EO-GRAPE and EO-DRLPE: Open and Closed Loop Approaches for Energy Efficient Quantum Optimal Control

TL;DR

It is found that the EO-GRAPE method performs better than the EO-DRLPE methods with and without a warm start for most experimental settings, and the Pareto optimality in the trade-off between process fidelity and energetic cost is demonstrated.

Abstract

This research investigates the possibility of using quantum optimal control techniques to co-optimize the energetic cost and the process fidelity of a quantum unitary gate. The energetic cost is theoretically defined, and thereby, the gradient of the energetic cost for pulse engineering is derived. We empirically demonstrate the Pareto optimality in the trade-off between process fidelity and energetic cost. Thereafter, two novel numerical quantum optimal control approaches are proposed: (i) energy-optimized gradient ascent pulse engineering (EO-GRAPE) as an open-loop gradient-based method, and (ii) energy-optimized deep reinforcement learning for pulse engineering (EO-DRLPE) as a closed-loop method. The performance of both methods is probed in the presence of increasing noise. We find that the EO-GRAPE method performs better than the EO-DRLPE methods with and without a warm start for most experimental settings. Additionally, for one qubit unitary gate, we illustrate the correlation between the Bloch sphere path length and the energetic cost.

Figures (11)

• Figure 1: Overview of the system design of a quantum accelerator with classical control and various software modules required for research and development is shown on the left. The different abstraction layers for full-stack quantum computing are shown on the right. This research pertains to the optimal control layer highlighted with a dotted outline.
• Figure 2: Visual interpretation of an energy-efficient quantum unitary gate.
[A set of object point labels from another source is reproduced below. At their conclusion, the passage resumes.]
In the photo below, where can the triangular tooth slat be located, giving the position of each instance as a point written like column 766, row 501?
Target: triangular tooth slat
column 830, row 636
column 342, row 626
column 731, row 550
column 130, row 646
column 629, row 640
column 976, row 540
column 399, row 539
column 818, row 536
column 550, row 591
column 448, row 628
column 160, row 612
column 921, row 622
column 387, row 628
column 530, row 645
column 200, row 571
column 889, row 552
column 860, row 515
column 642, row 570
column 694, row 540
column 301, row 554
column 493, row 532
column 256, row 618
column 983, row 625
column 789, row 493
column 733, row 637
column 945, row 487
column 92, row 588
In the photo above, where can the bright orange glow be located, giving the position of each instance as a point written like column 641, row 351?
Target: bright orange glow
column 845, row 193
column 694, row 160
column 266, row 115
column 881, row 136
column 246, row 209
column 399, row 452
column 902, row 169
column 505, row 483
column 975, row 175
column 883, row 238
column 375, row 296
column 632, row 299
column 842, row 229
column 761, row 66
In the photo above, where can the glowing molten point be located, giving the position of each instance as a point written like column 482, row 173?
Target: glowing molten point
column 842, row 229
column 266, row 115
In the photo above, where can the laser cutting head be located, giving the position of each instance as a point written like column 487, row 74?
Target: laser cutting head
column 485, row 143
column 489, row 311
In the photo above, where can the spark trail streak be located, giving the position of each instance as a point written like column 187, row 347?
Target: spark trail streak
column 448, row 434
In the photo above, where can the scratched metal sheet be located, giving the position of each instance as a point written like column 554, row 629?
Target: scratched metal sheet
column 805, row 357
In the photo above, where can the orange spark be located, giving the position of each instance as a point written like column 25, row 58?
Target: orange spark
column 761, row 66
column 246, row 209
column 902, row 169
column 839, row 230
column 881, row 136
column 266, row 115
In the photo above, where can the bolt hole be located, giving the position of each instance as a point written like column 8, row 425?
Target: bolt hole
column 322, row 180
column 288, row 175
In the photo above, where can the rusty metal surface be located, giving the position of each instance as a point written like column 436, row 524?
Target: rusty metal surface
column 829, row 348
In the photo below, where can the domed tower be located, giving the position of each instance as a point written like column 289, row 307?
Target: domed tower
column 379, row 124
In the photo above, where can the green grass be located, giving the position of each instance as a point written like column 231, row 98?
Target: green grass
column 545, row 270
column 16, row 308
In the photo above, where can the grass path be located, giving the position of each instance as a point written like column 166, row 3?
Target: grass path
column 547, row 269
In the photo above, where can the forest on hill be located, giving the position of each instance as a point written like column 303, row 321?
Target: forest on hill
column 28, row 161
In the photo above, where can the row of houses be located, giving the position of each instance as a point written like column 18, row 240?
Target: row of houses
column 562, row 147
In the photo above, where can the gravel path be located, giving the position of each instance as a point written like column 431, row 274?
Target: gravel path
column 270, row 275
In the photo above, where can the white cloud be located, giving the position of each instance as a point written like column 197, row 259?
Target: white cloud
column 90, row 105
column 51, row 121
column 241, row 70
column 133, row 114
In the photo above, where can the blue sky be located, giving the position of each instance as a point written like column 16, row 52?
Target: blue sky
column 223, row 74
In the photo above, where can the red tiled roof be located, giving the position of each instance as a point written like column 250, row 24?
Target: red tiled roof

The three paths (blue, red, and green) accomplish the same transformation between the two states. The optimal geodesic path (in blue) requires a rotation against a single axis along an angle $\le \pi$.
• Figure 3: Example control pulses generated by the EO-GRAPE algorithm for different weight settings. Parameters: $U_T =$RAND, $\hat{H}_D = \hat{H}_D^{2}$, $\hat{\sigma}_k \in \{ \hat{\sigma}_{x}^{1}, \hat{\sigma}_{x}^{2}, \hat{\sigma}_x^{1} \hat{\sigma}_x^{2} \}$, $T_1 = \infty$, $T_2 = \infty$, $w_f = [1, 0.1]$, $w_e = [0, 0.9]$, $N = 500$, $N_G = 500$
• Figure 4: (a) Infidelity and energetic cost values for $10$ different weight settings (indicated by diamond markers for each color) and learning rates $\epsilon_e$, showing the trade-off or Pareto front between fidelity and energetic cost. (b) Zoomed-in view of the Pareto front between fidelity and energetic cost. Parameters: $U_T =$RAND, $\hat{H}_D = \hat{H}_D^{2}$, $\hat{\sigma}_k \in \{ \hat{\sigma}_{x}^{1}, \hat{\sigma}_{x}^{2}, \hat{\sigma}_x^{1} \hat{\sigma}_x^{2} \}$, $T_1 = \infty$, $T_2 = \infty$, $w_f = [1, 0.1]$, $w_e = [0, 0.9]$, $N = 500$, $N_G = 100$
• Figure 5: Fidelity (red) and Energetic Cost (green) of EO-GRAPE generated control pulses as a function of decreasing decoherence time, or increasing noise level. The moving average (MA) is shown in bold colors. Parameters: $U_T =$Hadamard, $\hat{H}_D = \hat{H}_D^{1}$, $\hat{\sigma}_k \in \{ \hat{\sigma}_{x}^{1} \}$, $T_1 = [100T, 1T]$, $T_2 = [100T, 1T]$, $w_f = 0.7$, $w_e = 0.3$, $N = 100$, $N_G = 500$.